Markel Brown: He may wind up guarding Korver some, because he’s going to be quicker navigating screens than Joe or Bojan.  The concern is that Korver is much bigger than him, and his hand up on a 3 may not matter.  Were I Hollins, I would use Markel to guard Teague and Schroder to wall penetration.

Thaddeus Young: While it sounds weird to put him on Korver, he is quicker than Johnson and Bojan and may more easily chase Korver around screens.  Millsap is more of a face up big than a large bruiser, and Johnson may actually find guarding him easier than guarding Korver, given Johnson’s size and lack of speed.

The rest:  Bogdanovic has been a torrid shooter of late.  The NBA is a make or miss league, and if the Nets want to make this a series, Bojan needs to get hot.  Jack and Plumlee are good enough at basketball to play bench minutes but need to be smart.  When Jack takes midrange jumpers before looking for teammates and Plumlee isolates, bad things happen.  When Jack probes and lets others get theirs and Plumlee plays the garbage man role, good things happen.  Cory Jefferson and Earl Clark may receive spot minutes, and the general goal there is for them not to hurt the team but just be a net neutral.
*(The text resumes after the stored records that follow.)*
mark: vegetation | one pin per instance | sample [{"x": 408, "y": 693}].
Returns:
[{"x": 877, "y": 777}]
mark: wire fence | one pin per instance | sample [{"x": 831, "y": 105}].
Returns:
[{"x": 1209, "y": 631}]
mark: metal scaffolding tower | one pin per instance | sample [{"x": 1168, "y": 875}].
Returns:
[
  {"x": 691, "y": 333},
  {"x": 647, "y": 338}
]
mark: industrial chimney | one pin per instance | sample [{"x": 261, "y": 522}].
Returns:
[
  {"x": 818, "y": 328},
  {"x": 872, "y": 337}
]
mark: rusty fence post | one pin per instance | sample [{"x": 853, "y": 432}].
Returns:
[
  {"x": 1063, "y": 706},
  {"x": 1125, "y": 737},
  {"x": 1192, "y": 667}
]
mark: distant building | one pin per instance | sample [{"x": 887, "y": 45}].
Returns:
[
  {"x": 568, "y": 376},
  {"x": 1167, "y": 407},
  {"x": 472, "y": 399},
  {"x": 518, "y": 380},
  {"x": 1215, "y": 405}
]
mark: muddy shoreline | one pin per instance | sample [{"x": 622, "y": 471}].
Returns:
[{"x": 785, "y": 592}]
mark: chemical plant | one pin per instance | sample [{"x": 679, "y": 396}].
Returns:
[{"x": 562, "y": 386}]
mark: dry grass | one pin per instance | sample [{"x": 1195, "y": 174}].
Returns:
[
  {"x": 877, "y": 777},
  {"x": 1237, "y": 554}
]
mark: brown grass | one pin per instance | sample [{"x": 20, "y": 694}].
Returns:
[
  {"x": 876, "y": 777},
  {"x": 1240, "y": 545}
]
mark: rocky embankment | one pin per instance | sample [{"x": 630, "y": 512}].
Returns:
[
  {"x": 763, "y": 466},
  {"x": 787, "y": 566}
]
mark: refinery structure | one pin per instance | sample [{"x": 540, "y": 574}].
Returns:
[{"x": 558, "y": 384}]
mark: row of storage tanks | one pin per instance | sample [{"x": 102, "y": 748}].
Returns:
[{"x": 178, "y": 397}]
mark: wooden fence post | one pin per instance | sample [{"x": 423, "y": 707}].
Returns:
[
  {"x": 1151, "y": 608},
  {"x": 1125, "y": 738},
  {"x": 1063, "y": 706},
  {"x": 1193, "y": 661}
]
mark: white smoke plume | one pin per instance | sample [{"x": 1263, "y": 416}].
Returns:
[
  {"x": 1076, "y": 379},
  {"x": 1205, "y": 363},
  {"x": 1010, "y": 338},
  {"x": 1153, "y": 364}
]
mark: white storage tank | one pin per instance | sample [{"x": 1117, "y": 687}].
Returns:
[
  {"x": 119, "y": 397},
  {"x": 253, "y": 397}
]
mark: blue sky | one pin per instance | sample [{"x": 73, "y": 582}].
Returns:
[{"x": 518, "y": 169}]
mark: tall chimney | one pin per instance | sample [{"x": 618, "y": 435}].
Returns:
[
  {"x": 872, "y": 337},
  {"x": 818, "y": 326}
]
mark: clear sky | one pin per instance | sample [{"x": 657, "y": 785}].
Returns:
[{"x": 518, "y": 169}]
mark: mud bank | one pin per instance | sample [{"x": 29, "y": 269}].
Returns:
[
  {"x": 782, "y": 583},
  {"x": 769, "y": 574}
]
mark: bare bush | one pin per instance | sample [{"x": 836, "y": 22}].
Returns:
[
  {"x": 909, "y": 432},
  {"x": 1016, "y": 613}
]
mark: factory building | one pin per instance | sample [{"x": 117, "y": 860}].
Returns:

Hawks in 4.  The Hawks are a great team, and the Nets are a mediocre one.  Their offense is supreme, and the Nets offense is good in spurts, but inconsistent.  Their defense is incredible, while the Nets are a collective sieve on that end.  They won 60 games, the Nets 38.  Deron is the key to the series for the Nets, but cannot be counted on in any objective sense (I can and will hope he has a great series, but I cannot count on that).

The Hawks are primed for a deep playoff run.  The Nets may squeak out a home game 3 off energy and adrenaline (the most common gentleman’s sweeps feature the road team winning game 3 with a huge burst of energy, as the home team, up 2-0 in the series, gets complacent), or perhaps they win a game 4 down 3-0, against a lazy Hawks team knowing they have a home game 5 in their back pockets.

Nets fans: enjoy the playoff run, whether it lasts for 4 games or 28.  The future could be grim, and while we do not know what will happen, we do know that uncertainty is abound.  So for now, enjoy the present, and embrace being a Titanic sized underdog.